SOUND FOREST – A MORNING OF SENSITIVE LISTENING
Workshop led by Luís Costa and Liliana Silva
February 23rd – 12h30am-01h20pm | Vouzela Secondary School
In partnership with ISPUP/FlorestFM Project and the Municipality of Vouzela
Students from Vouzela Secondary School
on a specific day and in a specific place, with trees all around.
Bodies and minds coming from different contexts,
with necessarily specific listenings.
What does it mean to listen to the world around us?
What sounds do we give more importance to?
How do we endure silence?
Is collective listening possible?
We’ll set out on a double discovery, interior and exterior.
1. Carrying an imaginary picnic basket of sounds in our hands, we will slowly search for spaces and collect as many sound possibilities as we can. Listen close, listen far, touch, experience contact with forest materials (stones, sticks, branches, trunks, leaves, feet, hands, etc.), listen to what we touch, listen to what others touch, try to listen to what no one has heard yet. One, two, five, fifty. Slow tempo, insistence…
2. Three sound recorders and several microphones will be available. When participants decide they have heard enough, they will invent a route and record some of the sounds they have identified or some of the activations that interested them the most.
3. After recording, they will put down the recorder and think of a distant memory of sound and forest. A picnic with your parents or grandparents in the village, etc. They will try to think of as many details of this memory as possible, walking through the space.

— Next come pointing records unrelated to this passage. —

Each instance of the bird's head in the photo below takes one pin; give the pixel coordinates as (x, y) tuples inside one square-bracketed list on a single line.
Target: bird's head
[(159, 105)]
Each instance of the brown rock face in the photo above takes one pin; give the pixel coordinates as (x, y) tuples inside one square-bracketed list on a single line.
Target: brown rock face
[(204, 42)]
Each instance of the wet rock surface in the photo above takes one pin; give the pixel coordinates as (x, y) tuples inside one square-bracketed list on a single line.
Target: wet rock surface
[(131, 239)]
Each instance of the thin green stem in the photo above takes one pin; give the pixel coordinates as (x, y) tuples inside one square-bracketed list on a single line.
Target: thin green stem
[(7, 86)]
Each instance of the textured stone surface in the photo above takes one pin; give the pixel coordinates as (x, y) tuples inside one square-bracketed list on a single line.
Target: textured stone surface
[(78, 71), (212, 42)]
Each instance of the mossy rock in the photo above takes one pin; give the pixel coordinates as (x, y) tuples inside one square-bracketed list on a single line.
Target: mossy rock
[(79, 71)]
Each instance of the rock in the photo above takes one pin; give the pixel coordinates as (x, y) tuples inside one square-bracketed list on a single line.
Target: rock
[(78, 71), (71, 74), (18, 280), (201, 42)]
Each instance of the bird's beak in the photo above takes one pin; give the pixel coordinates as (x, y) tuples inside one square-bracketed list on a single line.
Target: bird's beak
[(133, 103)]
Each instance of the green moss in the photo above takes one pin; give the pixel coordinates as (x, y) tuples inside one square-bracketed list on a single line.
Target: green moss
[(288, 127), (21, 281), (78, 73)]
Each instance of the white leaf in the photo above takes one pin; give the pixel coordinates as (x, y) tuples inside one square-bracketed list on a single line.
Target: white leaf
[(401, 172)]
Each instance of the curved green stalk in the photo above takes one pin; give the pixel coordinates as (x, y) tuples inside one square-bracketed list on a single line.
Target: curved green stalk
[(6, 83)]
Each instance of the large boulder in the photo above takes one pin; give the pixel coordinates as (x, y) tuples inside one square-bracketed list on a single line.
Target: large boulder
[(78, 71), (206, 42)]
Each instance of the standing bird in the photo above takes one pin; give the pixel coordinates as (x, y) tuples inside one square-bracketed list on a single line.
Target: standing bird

4. When one of the recorders is available again, they will record the voice of this memory of sound and forest, as they wish. Standing still, walking, in a word, phrase or poem. However they want.
5. When everyone feels their mission is complete, we’ll sit down and talk about whatever we like. What we felt, what we discovered, what worried us, what stimulated us.
6. And at the end, we’ll be sure that we had a wonderful time together.
Sound Forest is a sound discovery workshop in forest contexts, proposed by Binaural Nodar and part of the ForestFM project, coordinated by the Institute of Public Health of the University of Porto (ISPUP) and funded by the Foundation for Science and Technology, seeking to involve young people in promoting attitudes and behaviors favorable to fire prevention, through the design of participatory radio broadcasts (https://forestfm.ispup.up.pt/).
Binaural Nodar is a contemporary cultural project working in rural regions of Portugal in the areas of sound art and multimedia creation, audiovisual ethnographic research, digital archive management, sound education, radio creation and publications (online, books, CD, DVD). Since 2006, Binaural Nodar has hosted more than 200 artists and researchers as part of its artist residency program in a rural context, produced dozens more exhibitions, sound works and media of its own and disseminated its work in many countries in Europe, America and Asia. Binaural Nodar is an active member of two European networks dedicated to ethnographic research and sound art creation: the Tramontana Network of European rural memory archives and the SOCCOS Network of sound art residencies. Binaural Nodar’s intervention model is based on simultaneous action at an intensely local level, with rural communities, and in a global context, with activities developed in museums, universities, cultural organizations in countries such as Spain, France, Italy, England, Germany or the United States (https://www.binauralmedia.org).
Binaural Nodar is a cultural organization supported by the Portuguese Republic – Culture | Directorate-General for the Arts.